膵がんの確定診断に非常に有用な検査で、また安全性も高いです。

しかし超音波内視鏡検査で腫瘍が見えなければ、細胞を採取することはできません。

一方、膵液細胞診は、内視鏡と透視(レントゲン)で見ながら、膵管に細いチューブを入れて膵液を採取して調べる検査です。

特に膵臓に腫瘤がなく、がんが膵管にとどまっている超早期のがん(ステージ0)の診断に有用です。
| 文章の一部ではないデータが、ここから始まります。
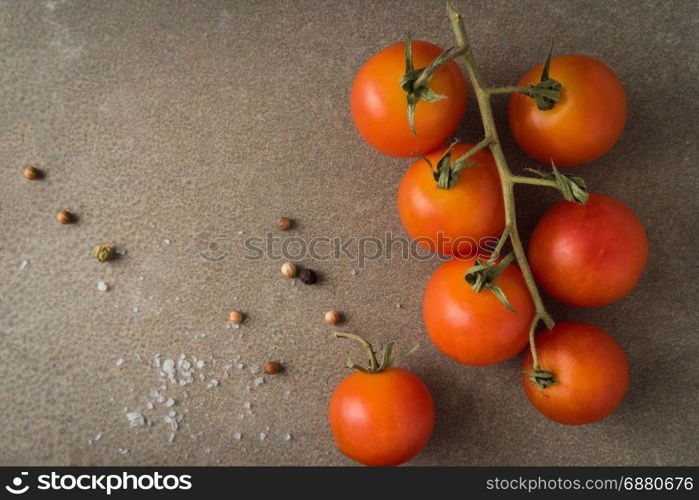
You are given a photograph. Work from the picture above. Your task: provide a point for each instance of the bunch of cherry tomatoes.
(582, 254)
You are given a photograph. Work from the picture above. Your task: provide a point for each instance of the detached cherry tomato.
(452, 221)
(475, 328)
(379, 106)
(383, 418)
(588, 255)
(586, 121)
(590, 369)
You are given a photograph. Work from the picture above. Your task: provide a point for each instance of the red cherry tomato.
(583, 125)
(590, 369)
(475, 328)
(379, 107)
(453, 221)
(588, 255)
(381, 419)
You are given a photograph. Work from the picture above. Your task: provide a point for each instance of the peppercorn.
(283, 223)
(236, 317)
(64, 217)
(289, 269)
(32, 173)
(105, 252)
(308, 276)
(333, 317)
(272, 367)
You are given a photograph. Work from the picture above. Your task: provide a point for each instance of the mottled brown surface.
(185, 120)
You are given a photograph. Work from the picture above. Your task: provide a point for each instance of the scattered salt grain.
(135, 418)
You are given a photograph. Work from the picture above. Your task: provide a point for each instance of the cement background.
(186, 120)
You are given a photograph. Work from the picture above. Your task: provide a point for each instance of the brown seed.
(236, 317)
(308, 276)
(289, 269)
(272, 367)
(32, 173)
(64, 217)
(283, 223)
(333, 317)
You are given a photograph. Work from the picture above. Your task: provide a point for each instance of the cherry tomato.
(452, 221)
(379, 107)
(590, 369)
(588, 255)
(383, 418)
(475, 328)
(586, 121)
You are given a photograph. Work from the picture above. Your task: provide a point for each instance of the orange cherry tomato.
(379, 106)
(453, 221)
(383, 418)
(590, 369)
(583, 125)
(475, 328)
(588, 255)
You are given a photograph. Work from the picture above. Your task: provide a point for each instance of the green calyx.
(482, 276)
(547, 92)
(415, 81)
(573, 188)
(387, 360)
(541, 379)
(446, 172)
(105, 252)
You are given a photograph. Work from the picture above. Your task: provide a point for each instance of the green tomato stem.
(507, 179)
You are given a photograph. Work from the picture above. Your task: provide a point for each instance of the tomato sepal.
(387, 360)
(482, 276)
(414, 81)
(547, 92)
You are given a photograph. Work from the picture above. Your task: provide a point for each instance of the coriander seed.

ただし、この検査は、検査後に急性膵炎を起こすリスクがあります(〜10%の頻度)。

急性膵炎は重症化すると死亡する危険性があり、その適応は慎重でなければなりません。

通常は、手術を決める上で膵液細胞診しか方法がない、という場合に行われます。

 

 

 

<参考文献>

膵癌診療ガイドライン改訂委員会編.膵癌診療ガイドライン2022年版.金原出版.

Egawa S, et al. Pancreas 2012; 41:985-92.

Kanno A, et al. Pancreatology 2018; 18:61-7.

Izumi Y, et al. Endosc Int Open 2019; 7:E585-93.

注:「今月の1例」は、今月に内視鏡を行なった症例とは限りません。過去の症例も含まれます。